Après des jours d'hésitation face à ce qu'ils ont qualifié de «bain de sang» et de «génocide», les Etats-Unis et l'Union européenne ont annoncé envisager des sanctions contre le pouvoir chancelant de M. Kadhafi, de plus en plus isolé après avoir été lâché par ses pairs arabes et plusieurs proches et diplomates.
Face aux violences, les Etats-Unis ont dit envisager «toute une gamme d'options», dont des «sanctions». Les pays de l'UE ont chargé leurs experts d'examiner des gels d'avoirs, des interdictions de visa et d'éventuelles poursuites contre des dirigeants libyens. Et l'Union africaine a finalement réagi, condamnant l'«usage disproportionné de la force contre les civils» et appelant au dialogue. «C'est un massacre en Libye», hurle Omar Ali Mohamed Al-Assadi qui a fui en Tunisie. «Je veux l'intervention de l'Occident pour arrêter ce massacre tout de suite, il faut que les Européens soutiennent les Libyens et ne cherchent pas le pétrole car Kadhafi est fini, il va tomber».La Commission européenne s'est dite préoccupée par le risque de catastrophe humanitaire et évaluait les besoins en cas d'exode de la population qui fuit via la frontière tunisienne, au moment où l'évacuation de dizaines de milliers d'étrangers se poursuivait par air et par mer, dans des conditions difficiles.
Prix record pour le pétrole
La Libye détenant les plus importantes réserves de pétrole en Afrique, le pétrole poursuivait son envolée sur les marchés, atteignant des prix records depuis plus de deux ans, de crainte d'un effet domino sur d'autres exportateurs du continent noir ou du Moyen-Orient.
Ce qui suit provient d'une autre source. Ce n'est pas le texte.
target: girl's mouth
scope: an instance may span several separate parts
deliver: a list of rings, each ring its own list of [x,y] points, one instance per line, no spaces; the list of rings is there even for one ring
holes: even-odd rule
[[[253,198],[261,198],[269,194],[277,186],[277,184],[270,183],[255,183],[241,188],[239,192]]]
Plusieurs groupes pétroliers comme le Français Total, l'Italien ENI et l'Espagnol Repsola ont suspendu leurs activités dans le pays et rapatriaient leurs employés.
Sourd aux véhémentes protestations internationales, Mouammar Kadhafi, le plus ancien dirigeant du monde arabe au pouvoir depuis plus de 40 ans, a appelé la police, l'armée et ses partisans à réprimer les contestataires, avertissant de possibles «boucheries» et menaçant de «purger (le pays) maison par maison».
«Capturez les rats!», a-t-il dit en parlant de ses opposants dans un discours télévisé enflammé et belliqueux mardi soir.
Entre 300 et 2 000 morts
Depuis le début de la révolte le 15 février, 300 personnes ont été tuées, selon un bilan officiel, la plupart à Benghazi, deuxième ville du pays située à 1 000 km à l'est de Tripoli et foyer de l'insurrection. La Fédération internationale des ligues de droits de l'homme (FIDH) a parlé d'au moins 640 morts, dont 275 à Tripoli et 230 à Benghazi. Et un médecin français tout juste rentré de Benghazi, Gérard Buffet, a évoqué «plus de 2.000 morts» uniquement dans cette ville.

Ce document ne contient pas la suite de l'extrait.